Das Verfahren zog sich über mehrere Instanzen hinweg und musste schlussendlich vom Supreme Court entschieden werden. Mit 7 zu 1 Stimmen urteilten die obersten Richter der USA, dass Howeys Vorhaben ein Anlagevertrag («Investment Contract») im Sinne des amerikanischen Security Acts von 1933 darstelle, einem Verkauf von Wertpapieren gleichkomme und die US-Börsenaufsichtsbehörde deshalb zurecht interveniert habe.

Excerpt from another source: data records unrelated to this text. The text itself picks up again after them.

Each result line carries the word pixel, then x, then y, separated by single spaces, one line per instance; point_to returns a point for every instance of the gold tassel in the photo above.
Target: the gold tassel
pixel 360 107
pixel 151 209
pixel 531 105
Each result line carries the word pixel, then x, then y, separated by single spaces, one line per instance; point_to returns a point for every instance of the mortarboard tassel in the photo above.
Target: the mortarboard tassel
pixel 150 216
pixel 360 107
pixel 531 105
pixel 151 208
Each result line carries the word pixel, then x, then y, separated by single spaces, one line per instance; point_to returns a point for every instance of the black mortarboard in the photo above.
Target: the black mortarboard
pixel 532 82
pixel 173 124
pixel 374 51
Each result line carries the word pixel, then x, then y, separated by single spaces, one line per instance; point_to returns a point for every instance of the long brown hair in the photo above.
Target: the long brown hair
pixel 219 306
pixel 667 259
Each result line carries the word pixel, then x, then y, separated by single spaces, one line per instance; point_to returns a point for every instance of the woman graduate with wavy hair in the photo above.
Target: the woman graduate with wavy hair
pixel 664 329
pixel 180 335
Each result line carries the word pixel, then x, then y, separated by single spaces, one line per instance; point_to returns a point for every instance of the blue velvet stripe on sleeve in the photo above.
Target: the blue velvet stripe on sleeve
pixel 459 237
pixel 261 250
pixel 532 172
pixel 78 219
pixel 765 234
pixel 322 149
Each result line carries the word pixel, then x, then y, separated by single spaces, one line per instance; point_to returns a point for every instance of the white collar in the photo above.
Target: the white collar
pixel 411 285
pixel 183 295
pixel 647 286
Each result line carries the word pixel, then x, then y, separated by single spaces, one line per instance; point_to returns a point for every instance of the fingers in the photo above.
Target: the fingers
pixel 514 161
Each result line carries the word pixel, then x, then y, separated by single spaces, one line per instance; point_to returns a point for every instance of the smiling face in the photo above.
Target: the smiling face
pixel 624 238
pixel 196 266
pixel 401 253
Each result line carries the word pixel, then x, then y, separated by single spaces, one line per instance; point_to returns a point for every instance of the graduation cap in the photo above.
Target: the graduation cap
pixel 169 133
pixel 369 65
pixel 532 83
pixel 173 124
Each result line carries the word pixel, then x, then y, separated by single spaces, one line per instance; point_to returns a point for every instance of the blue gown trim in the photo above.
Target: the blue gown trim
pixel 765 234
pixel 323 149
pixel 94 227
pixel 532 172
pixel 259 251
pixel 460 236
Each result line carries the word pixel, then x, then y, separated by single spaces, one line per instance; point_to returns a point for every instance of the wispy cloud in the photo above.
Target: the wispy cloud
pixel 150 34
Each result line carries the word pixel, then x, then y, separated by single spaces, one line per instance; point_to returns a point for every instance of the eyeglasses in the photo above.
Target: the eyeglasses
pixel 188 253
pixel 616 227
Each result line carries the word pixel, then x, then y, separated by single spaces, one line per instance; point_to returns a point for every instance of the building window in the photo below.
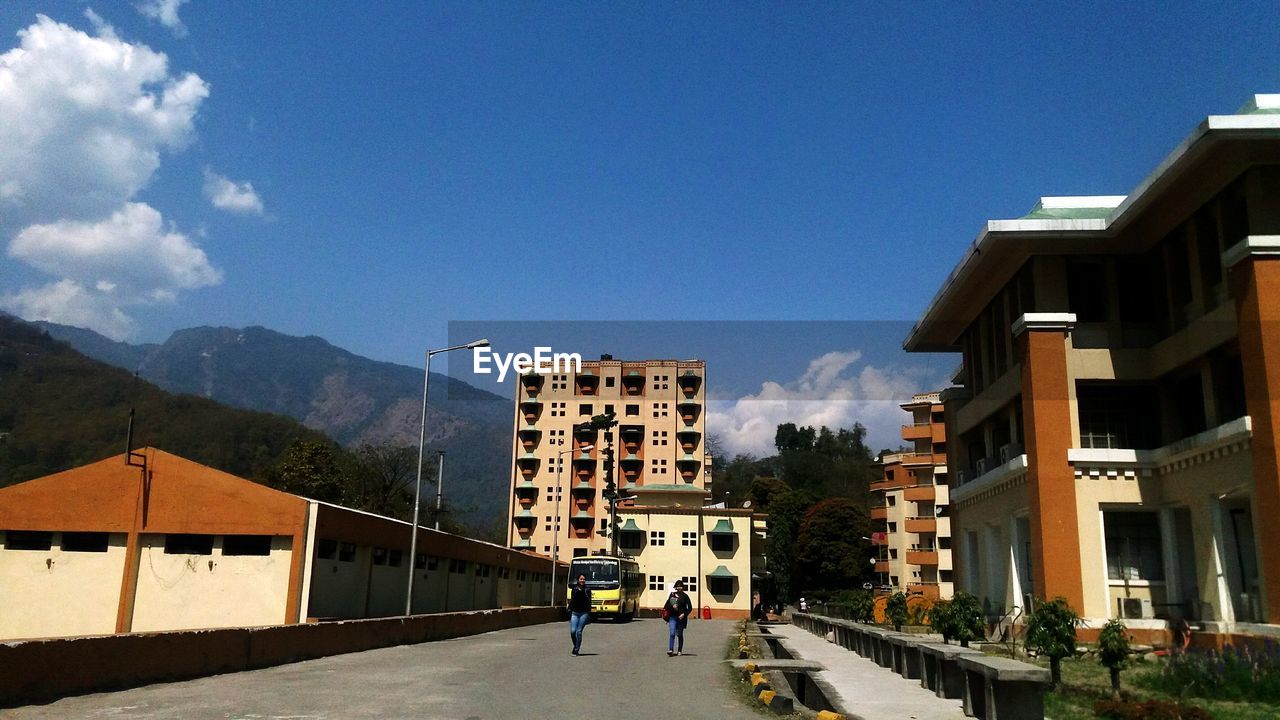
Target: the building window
pixel 347 552
pixel 28 540
pixel 182 543
pixel 1133 546
pixel 247 545
pixel 85 542
pixel 720 586
pixel 327 548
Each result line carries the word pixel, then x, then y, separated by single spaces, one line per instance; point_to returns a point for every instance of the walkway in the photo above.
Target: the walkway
pixel 865 689
pixel 521 673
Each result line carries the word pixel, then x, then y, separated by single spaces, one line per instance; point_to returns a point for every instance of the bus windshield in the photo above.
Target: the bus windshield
pixel 599 573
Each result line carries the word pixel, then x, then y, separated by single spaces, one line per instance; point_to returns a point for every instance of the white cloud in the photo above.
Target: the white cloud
pixel 131 253
pixel 86 119
pixel 236 197
pixel 833 391
pixel 85 122
pixel 164 12
pixel 69 304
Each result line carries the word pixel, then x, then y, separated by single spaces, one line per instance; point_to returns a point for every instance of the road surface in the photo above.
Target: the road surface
pixel 528 673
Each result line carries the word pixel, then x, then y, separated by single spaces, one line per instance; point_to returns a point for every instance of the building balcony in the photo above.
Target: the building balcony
pixel 689 383
pixel 920 525
pixel 586 383
pixel 922 431
pixel 927 589
pixel 920 493
pixel 632 383
pixel 533 383
pixel 922 556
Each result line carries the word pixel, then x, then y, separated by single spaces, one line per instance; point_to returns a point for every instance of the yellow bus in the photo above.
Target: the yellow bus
pixel 616 584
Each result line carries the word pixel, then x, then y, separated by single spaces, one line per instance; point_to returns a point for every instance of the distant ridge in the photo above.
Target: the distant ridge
pixel 348 397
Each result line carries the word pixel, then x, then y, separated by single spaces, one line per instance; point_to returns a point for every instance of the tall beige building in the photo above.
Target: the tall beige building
pixel 658 445
pixel 910 527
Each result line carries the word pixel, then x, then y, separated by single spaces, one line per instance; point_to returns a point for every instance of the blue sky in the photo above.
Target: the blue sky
pixel 382 171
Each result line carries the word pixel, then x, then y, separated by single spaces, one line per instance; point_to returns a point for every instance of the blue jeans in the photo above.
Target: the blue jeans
pixel 676 629
pixel 576 621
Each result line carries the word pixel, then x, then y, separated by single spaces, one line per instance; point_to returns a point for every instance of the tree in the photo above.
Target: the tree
pixel 896 610
pixel 967 619
pixel 1114 651
pixel 785 514
pixel 319 470
pixel 385 478
pixel 941 621
pixel 830 551
pixel 1051 632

Ob eine Transaktion einen Verkauf von Wertpapieren darstelle, lasse sich nämlich anhand von vier Punkten, dem «Howey-Test», prüfen:

  1. Eine Geldanlage;
  2. In einem gemeinsamen Unternehmen;
  3. Mit der Erwartung von Profiten;
  4. vorwiegend aus den Bemühungen anderer.

Was bedeutet dies für die Kryptowelt?

Am 22. Dezember 2020 publizierte die SEC eine Medienmittelung, wonach sie gegen Ripple Labs Inc. vorgehe. Wie bei Howey ist die SEC der Meinung, Ripple Labs hätte unregistrierte Wertschriften verkauft.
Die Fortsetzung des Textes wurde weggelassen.